The terms of the deal will see Gaming Realms receive shares in Ayima equal to 10% of the enlarged Ayima share capital (valued by Gaming Realms at £540k) following its completion. We believe that the QTM assets will benefit from revenue synergies as a result of being part of a successful specialist digital marketing business, enabling it to continue to develop its service offering while also taking advantage of Ayima’s enhanced sales channels. Consequently QTM should be better placed to achieve growth going forward, with Gaming Realms remaining leveraged to its future success via its Ayima shareholding.
We have reduced our 2016 revenue forecasts from £40m to £37.1m to reflect the disposal, with a commensurate reduction in Gaming Realms’ cost base to arrive at an unchanged 2016 adjusted EBITDA forecast of £0.8m. We have also taken the deal as an opportunity to revisit our 2017 forecasts including the full year impact of the QTM disposal and the effect of the extension of the UK Point of Consumption tax (POCT) to free play; we have reduced our 2017 revenue forecast from £65.0m to £54.3m and our adjusted EBITDA forecast from £11.6m to £6.9m.
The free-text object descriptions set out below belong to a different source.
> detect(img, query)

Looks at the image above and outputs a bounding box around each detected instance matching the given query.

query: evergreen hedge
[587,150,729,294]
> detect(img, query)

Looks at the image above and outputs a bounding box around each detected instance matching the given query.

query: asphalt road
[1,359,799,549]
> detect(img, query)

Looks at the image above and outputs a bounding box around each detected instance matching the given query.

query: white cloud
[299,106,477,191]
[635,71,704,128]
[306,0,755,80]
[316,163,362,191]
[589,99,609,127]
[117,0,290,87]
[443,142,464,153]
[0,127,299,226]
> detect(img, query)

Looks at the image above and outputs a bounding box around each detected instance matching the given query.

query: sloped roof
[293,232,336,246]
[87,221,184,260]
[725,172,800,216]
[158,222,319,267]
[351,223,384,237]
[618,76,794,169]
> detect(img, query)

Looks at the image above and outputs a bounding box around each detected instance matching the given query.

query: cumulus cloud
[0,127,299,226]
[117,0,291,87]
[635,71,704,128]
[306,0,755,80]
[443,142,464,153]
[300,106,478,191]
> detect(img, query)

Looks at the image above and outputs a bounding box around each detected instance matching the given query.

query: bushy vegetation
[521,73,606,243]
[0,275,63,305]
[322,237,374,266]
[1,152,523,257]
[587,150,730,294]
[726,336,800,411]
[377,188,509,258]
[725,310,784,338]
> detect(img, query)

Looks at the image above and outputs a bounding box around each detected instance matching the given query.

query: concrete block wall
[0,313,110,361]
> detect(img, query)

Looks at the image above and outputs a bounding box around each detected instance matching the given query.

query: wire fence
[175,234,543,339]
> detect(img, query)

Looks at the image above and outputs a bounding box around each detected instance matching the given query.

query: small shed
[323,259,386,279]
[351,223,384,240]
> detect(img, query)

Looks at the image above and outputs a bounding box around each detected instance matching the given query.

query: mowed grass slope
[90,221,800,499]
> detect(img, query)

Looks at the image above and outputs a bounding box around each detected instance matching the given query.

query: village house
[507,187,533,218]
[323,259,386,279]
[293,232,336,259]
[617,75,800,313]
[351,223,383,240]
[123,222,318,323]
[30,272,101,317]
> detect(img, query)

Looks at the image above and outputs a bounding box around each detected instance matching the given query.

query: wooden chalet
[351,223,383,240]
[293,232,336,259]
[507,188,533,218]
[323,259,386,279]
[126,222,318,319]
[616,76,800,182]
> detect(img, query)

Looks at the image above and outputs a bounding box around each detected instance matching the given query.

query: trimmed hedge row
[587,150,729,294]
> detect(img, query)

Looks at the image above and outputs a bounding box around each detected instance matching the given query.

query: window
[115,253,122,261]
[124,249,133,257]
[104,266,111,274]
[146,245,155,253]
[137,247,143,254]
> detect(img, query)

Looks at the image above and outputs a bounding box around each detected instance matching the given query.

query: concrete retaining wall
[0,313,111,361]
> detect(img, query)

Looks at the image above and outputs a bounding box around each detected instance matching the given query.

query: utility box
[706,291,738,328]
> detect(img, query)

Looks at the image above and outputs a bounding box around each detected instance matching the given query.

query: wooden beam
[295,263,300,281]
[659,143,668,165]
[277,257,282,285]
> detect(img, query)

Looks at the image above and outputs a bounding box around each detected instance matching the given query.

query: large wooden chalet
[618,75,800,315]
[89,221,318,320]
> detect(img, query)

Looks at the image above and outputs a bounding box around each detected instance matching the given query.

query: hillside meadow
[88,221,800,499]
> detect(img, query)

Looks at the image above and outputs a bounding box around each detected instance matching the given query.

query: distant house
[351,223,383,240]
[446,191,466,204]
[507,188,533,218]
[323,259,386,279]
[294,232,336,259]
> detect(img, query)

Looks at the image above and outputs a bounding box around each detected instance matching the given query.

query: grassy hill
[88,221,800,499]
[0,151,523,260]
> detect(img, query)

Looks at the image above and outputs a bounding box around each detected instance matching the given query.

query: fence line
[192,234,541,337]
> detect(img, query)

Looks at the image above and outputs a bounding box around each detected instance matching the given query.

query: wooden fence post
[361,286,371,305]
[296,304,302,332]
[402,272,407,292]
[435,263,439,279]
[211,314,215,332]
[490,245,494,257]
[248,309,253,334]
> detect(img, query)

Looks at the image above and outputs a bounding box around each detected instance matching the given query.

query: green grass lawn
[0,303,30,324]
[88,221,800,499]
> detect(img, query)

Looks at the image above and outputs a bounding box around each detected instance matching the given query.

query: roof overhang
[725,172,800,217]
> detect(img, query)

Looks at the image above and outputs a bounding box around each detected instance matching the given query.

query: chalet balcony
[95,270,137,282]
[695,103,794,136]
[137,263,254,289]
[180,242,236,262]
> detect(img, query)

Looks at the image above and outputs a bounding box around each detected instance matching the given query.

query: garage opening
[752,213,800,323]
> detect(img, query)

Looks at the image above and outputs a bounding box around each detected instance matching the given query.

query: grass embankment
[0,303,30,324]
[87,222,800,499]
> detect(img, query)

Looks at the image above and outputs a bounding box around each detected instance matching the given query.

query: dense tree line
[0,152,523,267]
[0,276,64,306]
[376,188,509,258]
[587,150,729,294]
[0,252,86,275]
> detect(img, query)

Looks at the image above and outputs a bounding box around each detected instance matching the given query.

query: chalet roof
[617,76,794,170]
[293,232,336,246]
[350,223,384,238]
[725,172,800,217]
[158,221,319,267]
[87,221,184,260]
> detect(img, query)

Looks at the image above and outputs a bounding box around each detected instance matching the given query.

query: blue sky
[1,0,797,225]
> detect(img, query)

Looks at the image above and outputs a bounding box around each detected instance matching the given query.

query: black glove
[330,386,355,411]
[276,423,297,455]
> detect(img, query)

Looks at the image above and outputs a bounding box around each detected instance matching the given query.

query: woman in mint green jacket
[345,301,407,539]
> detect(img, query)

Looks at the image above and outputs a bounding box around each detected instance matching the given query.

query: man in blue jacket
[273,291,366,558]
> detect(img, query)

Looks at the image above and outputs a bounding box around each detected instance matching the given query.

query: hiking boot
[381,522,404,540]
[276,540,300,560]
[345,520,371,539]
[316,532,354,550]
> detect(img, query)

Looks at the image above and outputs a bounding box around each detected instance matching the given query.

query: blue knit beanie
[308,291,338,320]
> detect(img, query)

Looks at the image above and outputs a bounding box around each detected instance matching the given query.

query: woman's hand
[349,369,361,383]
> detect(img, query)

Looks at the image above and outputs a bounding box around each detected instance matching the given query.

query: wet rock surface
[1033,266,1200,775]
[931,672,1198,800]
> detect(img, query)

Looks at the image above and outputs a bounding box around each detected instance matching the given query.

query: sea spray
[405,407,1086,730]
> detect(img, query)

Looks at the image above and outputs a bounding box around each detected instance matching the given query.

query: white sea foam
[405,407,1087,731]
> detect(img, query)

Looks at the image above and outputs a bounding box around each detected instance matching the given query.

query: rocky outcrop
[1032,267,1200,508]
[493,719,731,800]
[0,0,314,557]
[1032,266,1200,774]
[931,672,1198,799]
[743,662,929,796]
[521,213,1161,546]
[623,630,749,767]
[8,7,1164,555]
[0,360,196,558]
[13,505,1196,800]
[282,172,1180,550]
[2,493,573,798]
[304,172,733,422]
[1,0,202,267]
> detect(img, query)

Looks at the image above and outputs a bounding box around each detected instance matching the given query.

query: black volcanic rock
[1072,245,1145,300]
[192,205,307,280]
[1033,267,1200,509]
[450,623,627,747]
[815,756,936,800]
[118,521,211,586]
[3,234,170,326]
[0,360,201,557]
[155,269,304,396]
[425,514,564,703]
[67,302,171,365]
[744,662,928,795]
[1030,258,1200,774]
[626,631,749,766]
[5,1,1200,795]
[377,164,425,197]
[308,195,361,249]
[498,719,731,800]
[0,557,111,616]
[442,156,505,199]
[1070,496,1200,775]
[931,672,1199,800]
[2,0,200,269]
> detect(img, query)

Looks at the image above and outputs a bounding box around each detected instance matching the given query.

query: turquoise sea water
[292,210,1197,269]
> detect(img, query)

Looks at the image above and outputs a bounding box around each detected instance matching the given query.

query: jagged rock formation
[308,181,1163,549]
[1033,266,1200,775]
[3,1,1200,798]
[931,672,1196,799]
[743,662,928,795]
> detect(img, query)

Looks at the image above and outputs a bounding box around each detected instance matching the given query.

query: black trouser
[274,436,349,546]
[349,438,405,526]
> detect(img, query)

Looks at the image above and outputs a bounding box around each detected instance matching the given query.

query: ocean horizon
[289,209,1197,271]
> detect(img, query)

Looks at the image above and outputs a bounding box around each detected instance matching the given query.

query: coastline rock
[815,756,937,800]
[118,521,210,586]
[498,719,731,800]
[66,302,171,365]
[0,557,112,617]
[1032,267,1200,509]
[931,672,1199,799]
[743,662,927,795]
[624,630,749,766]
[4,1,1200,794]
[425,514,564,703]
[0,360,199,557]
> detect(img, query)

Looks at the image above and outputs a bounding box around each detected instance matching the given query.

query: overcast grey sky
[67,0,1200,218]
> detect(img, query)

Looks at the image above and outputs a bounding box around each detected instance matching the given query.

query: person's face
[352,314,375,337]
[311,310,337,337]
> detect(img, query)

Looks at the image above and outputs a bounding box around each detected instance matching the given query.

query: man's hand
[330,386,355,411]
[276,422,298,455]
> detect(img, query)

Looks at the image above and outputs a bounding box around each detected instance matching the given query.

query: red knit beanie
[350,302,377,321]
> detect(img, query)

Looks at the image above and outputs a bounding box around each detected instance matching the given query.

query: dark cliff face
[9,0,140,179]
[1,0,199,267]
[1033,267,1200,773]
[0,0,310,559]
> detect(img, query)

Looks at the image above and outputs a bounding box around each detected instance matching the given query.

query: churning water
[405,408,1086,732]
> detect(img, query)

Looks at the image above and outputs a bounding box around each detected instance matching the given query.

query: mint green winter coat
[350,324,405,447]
Gaming Realms trades on a 2017e EV/EBITDA of 7.1x, placing it at a discount to its peer group average of 8.6x. We believe that the discount reflects a level of historic business mix volatility and the fact that Gaming Realms is yet to achieve profitability. We continue to expect EBITDA profitability to be achieved this year. EBITDA profitability coupled with a period of stability should be rewarded with a positive re-rating.